Keys to success for Hawks, Falcons, Braves? Glad you asked

If somebody had assured you at the outset of NBA free agency that the Hawks’ consensus title odds for next season would soon be the same as Oklahoma City’s, it would’ve caused excitement in a city known more for shoes being thrown at television sets during local pro sports events.

But it’s true. The Hawks and Thunder have the same chance to win the championship next season, according to Pregame.com. The problem is those odds are only 60-1. The Hawks’ odds didn’t budge after signing Dwight Howard. Oklahoma City’s odds fell from 7-1 after losing Kevin Durant to Golden State (now at 5-4).

The Falcons are 40-1 to win the Super Bowl. The Braves are 200-1 to win the World Series.
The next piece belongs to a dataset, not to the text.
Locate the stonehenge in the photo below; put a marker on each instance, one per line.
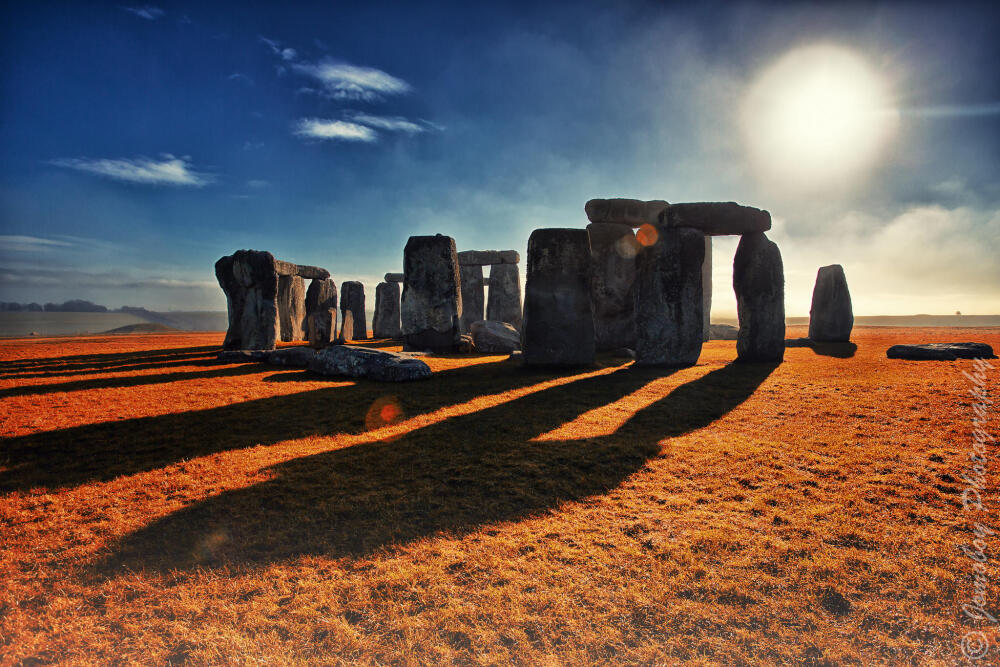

Taking the second bet will get you declared legally insane in 49 of 50 states, except Nevada, where they’ll simply give you complimentary drinks to keep playing.

I bring this up now because it seems like a good time to outline what it would take for the Falcons, Hawks and Braves to achieve, if not a championship, at least some level of success that restores fan confidence. All three have a ways to go. But following are the three biggest keys to success for the three teams, at least in the view of one overly caffeinated columnist. I’m listing the teams in order of how I would rank them today.

FALCONS

1. Matt Ryan: He acknowledged in a recent film session with yours truly that he needs to be better, which isn’t to suggest there weren’t problems elsewhere. Ryan is a strong leader and has the respect of his teammates, but he needs to cut down on turnovers and be better in close games and tough situations.

2. Pass rush: Their first two picks in the draft were spent on defense (Keanu Neal and Deion Jones). Free-agent signings were more significant on offense (center Alex Mack, receiver Mohamed Sanu) than defense (end Derrick Shelby). Was this enough to improve the NFL’s worst pass rush (19 sacks)? If things don’t get better, they’re going to have problems against next season’s opposing quarterbacks (who include Aaron Rodgers, Cam Newton, Russell Wilson, Carson Palmer, Drew Brees and Jameis Winston).

3. Offensive rhythm: Offensive coordinator Kyle Shanahan struggled to get on the same page with receivers last season, at least in part because of his own obstinance. Communication needs to improve. Shanahan is a smart guy, but if he’s not more open to accepting ideas the offense will struggle.

HAWKS

1. Dennis Schroder: The decision to commit to Schroder at point guard and deal Jeff Teague for a draft pick (Taurean Prince) wasn’t unexpected, given Teague’s inconsistency and that he was a year from free agency. But the Hawks’ decision works only if Schroder provides more offense, and he plays under control.

2. Dwight Howard: He can rebound and block shots. But he also needs to stay healthy (which has been a problem), defend and be a greater offensive force than he was in Houston. Most of all: He has to act like he wants to be here and accepting coaching. He doesn’t have to be a leader. He just can’t be a divisive figure.

3. Mike Budenholzer: What he helped build could be on the verge of falling apart if he doesn’t hold this together. This isn’t about mere X’s and O’s, it’s about getting a reconstructed team to buy in and developing chemistry on and off the court. Offense was a problem last season. He also may need to smooth things over with Paul Millsap, who was central to trade talks during the Al Horford negotiations.

BRAVES

1. Starting pitching: Most of this rebuilding project was about organizational depth in pitching. But after Julio Teheran (2.72 ERA), the best current hope for success is Matt Wisler (4.16). Aaron Blair, Mike Foltynewicz and Williams Perez are among the young arms who’ve had their struggles. Not unexpected. Also not comforting. But it’s early.

2. Offense: The Braves rank last in the majors in runs, batting average (.237) and OPS (.642). The goal in seasons like this is to identify keepers. Mallex Smith (now injured) and Jace Peterson have a shot. Ender Inciarte needs to stay healthy — and a .236 batting average won’t cut it. The lineup is devoid of power. So much work to do on this roster.

3. Manager: The scapegoating front office determined this year’s team was underachieving and that Fredi Gonzalez wasn’t the right manager to lead this team in the future. I’d be stunned if Brian Snitker keeps the job, which means the Braves will need to find a manager who can massage young egos, have a vision for what this team can be and inspire a jaded fan base going into next season.